O estoque da fazenda é como um raio-x do rebanho acompanhado mês a mês, devido as entradas e saídas de animais. Ele consiste na anotação do número de animais, seu peso, sexo e idade. Se possível, complementar com a referência do valor da arroba na região. As informações de sexo e idade irão nortear as categorias em que os animais serão divididos. Recomenda-se que elas sejam simples e usuais para cada fazenda, por isso há variações entre projetos. Normalmente, dividem-se as categorias em bezerros, que são os animais até o desmame com oito meses; animal jovem (oito meses até os dois anos) e os com mais de dois anos (adultos). As vacas de reprodução podem ser subdivididas em fêmeas precoces, para quem faz o desafio de emprenhar aos 14 meses; primíparas e pluríparas. A evolução de rebanho, ou seja, quando os animais vão mudar de categoria deve ser feita apenas uma vez ao ano para evitar erros.

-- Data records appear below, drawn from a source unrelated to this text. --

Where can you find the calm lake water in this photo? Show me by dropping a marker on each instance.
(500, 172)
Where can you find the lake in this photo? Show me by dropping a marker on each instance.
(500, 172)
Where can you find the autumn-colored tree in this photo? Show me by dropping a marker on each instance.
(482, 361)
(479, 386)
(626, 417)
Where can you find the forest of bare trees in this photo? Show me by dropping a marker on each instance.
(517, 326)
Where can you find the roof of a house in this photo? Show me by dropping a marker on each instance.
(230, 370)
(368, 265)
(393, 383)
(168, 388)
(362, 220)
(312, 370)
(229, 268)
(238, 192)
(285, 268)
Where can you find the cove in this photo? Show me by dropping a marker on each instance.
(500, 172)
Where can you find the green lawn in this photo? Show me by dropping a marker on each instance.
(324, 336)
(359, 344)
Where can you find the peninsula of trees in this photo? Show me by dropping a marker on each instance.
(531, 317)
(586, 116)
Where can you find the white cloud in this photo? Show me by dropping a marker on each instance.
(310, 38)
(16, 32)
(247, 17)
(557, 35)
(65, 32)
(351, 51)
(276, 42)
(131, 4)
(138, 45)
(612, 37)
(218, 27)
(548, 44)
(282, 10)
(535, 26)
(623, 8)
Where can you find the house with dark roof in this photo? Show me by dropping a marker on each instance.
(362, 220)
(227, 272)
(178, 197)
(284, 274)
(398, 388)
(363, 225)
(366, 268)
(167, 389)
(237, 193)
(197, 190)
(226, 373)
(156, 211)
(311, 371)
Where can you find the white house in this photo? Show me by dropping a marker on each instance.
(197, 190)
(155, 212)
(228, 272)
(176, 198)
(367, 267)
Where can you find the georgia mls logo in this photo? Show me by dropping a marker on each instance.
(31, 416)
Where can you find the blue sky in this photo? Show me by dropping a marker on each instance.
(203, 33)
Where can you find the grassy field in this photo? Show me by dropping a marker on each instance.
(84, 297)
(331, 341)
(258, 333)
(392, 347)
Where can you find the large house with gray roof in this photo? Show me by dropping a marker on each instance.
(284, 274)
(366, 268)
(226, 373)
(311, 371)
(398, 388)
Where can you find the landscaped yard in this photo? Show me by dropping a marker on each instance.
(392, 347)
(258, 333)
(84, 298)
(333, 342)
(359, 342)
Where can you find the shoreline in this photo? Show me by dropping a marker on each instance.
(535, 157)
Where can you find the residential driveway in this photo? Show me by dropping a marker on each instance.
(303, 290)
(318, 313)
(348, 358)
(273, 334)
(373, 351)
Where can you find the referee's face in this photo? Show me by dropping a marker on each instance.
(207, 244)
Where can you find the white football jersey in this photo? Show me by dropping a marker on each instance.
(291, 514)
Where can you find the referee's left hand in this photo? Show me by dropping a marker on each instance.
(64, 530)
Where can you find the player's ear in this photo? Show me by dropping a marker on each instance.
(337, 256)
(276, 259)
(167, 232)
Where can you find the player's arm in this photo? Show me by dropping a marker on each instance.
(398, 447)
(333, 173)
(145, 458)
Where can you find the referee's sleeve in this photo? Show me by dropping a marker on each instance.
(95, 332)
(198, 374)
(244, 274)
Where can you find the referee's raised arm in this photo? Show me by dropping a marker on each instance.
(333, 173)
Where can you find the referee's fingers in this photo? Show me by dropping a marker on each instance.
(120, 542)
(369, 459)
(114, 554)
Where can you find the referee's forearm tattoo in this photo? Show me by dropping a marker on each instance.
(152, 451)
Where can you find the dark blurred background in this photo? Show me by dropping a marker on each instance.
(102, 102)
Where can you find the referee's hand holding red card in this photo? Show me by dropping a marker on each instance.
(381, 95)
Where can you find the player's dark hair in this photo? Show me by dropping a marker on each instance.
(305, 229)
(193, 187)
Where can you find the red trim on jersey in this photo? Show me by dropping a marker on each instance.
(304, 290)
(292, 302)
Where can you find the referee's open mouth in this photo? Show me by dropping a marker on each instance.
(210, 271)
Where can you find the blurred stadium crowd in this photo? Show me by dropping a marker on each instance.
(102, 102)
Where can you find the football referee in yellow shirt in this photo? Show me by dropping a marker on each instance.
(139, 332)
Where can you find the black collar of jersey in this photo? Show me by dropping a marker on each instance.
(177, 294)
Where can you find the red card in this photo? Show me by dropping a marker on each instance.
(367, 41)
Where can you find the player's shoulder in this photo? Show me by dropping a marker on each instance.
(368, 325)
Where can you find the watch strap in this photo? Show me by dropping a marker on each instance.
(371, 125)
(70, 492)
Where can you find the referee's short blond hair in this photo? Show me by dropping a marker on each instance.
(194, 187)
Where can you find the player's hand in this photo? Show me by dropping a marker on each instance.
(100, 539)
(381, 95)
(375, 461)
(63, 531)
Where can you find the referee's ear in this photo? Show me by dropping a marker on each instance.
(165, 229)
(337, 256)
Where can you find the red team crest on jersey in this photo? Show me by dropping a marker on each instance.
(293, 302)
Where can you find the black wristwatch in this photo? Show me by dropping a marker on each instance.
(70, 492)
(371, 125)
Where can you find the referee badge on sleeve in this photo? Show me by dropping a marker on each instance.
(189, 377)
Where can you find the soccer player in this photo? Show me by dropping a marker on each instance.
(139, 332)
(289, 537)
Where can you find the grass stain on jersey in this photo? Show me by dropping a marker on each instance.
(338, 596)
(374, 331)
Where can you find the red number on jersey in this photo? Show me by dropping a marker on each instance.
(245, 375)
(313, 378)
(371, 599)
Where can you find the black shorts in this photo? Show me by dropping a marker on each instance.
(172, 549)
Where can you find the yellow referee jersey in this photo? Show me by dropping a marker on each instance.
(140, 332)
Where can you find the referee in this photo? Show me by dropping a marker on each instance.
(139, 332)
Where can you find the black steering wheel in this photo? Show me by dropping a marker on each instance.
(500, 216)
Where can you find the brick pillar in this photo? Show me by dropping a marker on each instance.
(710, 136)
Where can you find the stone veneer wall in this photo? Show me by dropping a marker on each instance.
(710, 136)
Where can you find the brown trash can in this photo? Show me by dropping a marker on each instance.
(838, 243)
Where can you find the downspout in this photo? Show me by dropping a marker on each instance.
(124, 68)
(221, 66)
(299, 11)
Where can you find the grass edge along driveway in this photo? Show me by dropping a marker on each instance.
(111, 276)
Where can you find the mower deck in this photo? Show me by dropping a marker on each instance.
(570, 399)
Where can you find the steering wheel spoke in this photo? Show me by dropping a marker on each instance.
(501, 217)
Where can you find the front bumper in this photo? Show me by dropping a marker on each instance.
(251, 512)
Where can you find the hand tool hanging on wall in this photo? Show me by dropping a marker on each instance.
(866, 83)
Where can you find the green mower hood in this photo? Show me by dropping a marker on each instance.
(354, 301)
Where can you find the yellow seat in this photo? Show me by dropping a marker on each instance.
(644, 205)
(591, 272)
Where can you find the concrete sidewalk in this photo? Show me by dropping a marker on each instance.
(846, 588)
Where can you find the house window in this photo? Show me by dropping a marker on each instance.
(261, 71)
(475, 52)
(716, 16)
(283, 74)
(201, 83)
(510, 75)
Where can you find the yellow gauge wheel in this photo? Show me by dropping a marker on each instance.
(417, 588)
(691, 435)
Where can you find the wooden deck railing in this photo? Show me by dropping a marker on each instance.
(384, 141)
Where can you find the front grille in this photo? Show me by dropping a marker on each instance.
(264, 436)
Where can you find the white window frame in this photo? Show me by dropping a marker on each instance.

A partir dessa organização será necessário registrar o peso dos animais para calcular a média de peso de cada categoria, pelo menos uma vez por ano. O pecuarista deve estipular a data fixa para a pesagem dos animais e ser rigoroso. Se fizer a pesagem em junho e, no outro ano, somente em outubro, por exemplo, haverá diferença de números de meses, estação, peso e perde-se o poder de comparação do projeto. Sem compará-lo não há como saber se está crescendo ou definhando. Portanto, ao adotar o conceito de safra, de julho a junho, a recomendação é que o controle de estoque seja fechado em junho. Para o manejo, essa data também é viável, pois se reúne a prática da vacinação obrigatória de maio com a pesagem. Para alguns casos, haverá apenas o ajuste de um mês nos cálculos, com base na informação de ganho de peso. Lembrando ainda que o estoque final de uma safra, automaticamente, será o estoque inicial de outra.
Pesagem até de vacas?
Sim, por que não? Em uma fazenda de cria e de ciclo completo essa categoria é muito importante. Certa vez em uma fazenda no Mato Grosso, com 2.788 vacas, o proprietário disse que não pesaria as fêmeas, pois “sabia” que elas pesavam 450 kg, em média. Para tirar da dúvida, acabou cedendo e descobriu que a média estava em 471,16 kg. A diferença por animal era de apenas 21,16 kg, porém, representava 1.966@ no rebanho. Essa descoberta impactou de duas formas no projeto: primeiro na gestão de resultado, já que o cálculo de @/ha/ano estava subdimensionado, pois ele não considerava o peso correto dos animais. Depois, no planejamento nutricional que estava deficiente, pois a exigência dos animais era maior do que o programado. Aprofundando ainda mais nas contas, considerando o consumo de pastagem de 2% de peso vivo em matéria seca, há uma diferença de 0,42 kg por animal ao dia, o que representava 35.400 kg de matéria seca de capim no mês que não eram contabilizados no planejamento. São detalhes, cada vez mais exigidos pela pecuária de precisão.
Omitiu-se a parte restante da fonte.